2. Plastic pill organizer with watercolour squeezed into each day. I knew it was Sennelier’s limited edition natural colours, but just as well I’ve this photo to remind me which colours they were.
3. Two unused tubes of Green Gold, one Golden, one Winsor & Newton. The Golden version is a Series 7, so not an insignificant find (read: it’s an exquisite but expensive colour).
4. Postcard sent by a friend from Tuscany in 2011 featuring a painting by Pierro-della Francesca, Madonna del Parto, that she said had its own museum in a hilltop village.
5. Postcard from National Portrait Gallery in London of one of my favourite paintings in their collection, Justin Mortimer’s 1992 portrait of Harold Pinter, which is two-thirds red negative space. (Both postcards had got shifted from the front of a shelf to between books.)
6. Exhibition catalogue Monet et l’abstraction/Monet and abstraction, which delayed the tidyup for some time as I flipped through the pages. Monet’s late paintings, where he uses nature as a starting point but it’s mostly about pattern and colour, as some of my favourites. “The object no longer defined the pictures subject, which was now subject to the painterly gesture … The image is no longer a hermetic snapshot of reality, but a place where sensations are assembled in a duration that is also a state of harmony, an even expanse in which memory is fed by the simple pleasure of seeing.” (page 95/6)

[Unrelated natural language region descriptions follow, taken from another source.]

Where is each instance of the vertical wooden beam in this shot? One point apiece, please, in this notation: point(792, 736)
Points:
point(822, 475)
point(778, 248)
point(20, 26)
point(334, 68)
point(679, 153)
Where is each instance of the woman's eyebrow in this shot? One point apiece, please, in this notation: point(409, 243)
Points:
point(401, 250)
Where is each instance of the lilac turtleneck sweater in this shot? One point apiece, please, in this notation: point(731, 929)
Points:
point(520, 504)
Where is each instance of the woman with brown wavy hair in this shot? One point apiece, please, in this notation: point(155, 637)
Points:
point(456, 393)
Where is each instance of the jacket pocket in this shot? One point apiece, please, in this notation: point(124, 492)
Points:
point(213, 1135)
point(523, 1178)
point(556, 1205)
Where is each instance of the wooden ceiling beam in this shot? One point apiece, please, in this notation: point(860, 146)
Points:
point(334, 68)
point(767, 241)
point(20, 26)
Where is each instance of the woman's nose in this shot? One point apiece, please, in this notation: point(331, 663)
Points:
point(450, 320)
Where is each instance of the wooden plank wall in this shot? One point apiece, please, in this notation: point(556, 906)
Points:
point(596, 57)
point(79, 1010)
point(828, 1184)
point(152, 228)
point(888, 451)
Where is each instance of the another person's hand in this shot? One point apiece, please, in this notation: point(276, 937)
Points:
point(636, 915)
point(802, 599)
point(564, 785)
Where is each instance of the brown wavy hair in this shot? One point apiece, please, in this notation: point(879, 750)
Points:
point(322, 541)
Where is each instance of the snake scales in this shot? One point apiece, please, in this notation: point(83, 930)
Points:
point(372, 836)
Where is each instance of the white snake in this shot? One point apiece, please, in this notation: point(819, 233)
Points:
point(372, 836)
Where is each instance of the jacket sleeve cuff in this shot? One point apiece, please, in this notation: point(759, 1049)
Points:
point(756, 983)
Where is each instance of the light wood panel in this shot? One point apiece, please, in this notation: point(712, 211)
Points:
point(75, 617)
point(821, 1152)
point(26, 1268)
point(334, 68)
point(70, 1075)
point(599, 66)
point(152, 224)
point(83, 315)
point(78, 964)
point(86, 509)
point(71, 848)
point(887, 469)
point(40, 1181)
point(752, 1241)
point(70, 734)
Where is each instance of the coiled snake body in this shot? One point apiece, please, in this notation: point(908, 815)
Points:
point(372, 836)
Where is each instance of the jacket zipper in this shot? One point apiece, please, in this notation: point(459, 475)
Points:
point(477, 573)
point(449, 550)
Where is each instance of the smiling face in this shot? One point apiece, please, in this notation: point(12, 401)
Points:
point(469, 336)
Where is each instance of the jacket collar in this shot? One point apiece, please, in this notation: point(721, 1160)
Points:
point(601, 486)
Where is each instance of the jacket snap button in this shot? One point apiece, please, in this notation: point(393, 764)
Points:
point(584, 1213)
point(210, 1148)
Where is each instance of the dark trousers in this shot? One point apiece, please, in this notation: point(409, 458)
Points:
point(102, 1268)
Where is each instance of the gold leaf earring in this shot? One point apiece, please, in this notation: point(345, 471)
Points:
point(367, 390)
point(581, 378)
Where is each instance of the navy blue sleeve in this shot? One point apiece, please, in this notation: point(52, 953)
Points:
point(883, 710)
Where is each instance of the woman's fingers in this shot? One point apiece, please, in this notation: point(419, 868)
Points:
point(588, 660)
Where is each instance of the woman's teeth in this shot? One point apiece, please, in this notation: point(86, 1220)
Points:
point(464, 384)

7. A note in my handwriting that says: “I have the beret of awesome artiness.” I’m still pondering this; I imagine it came from a conversation with the In-House Art Critic about different hats one wears in life.
8. Handful of reference photos of big waves I took at Storm’s River, South Africa in 2007 (“real” photos, on photo paper). It’s where most of the photos were taken for my article Sea Painting: Understanding What You’re Trying to Paint.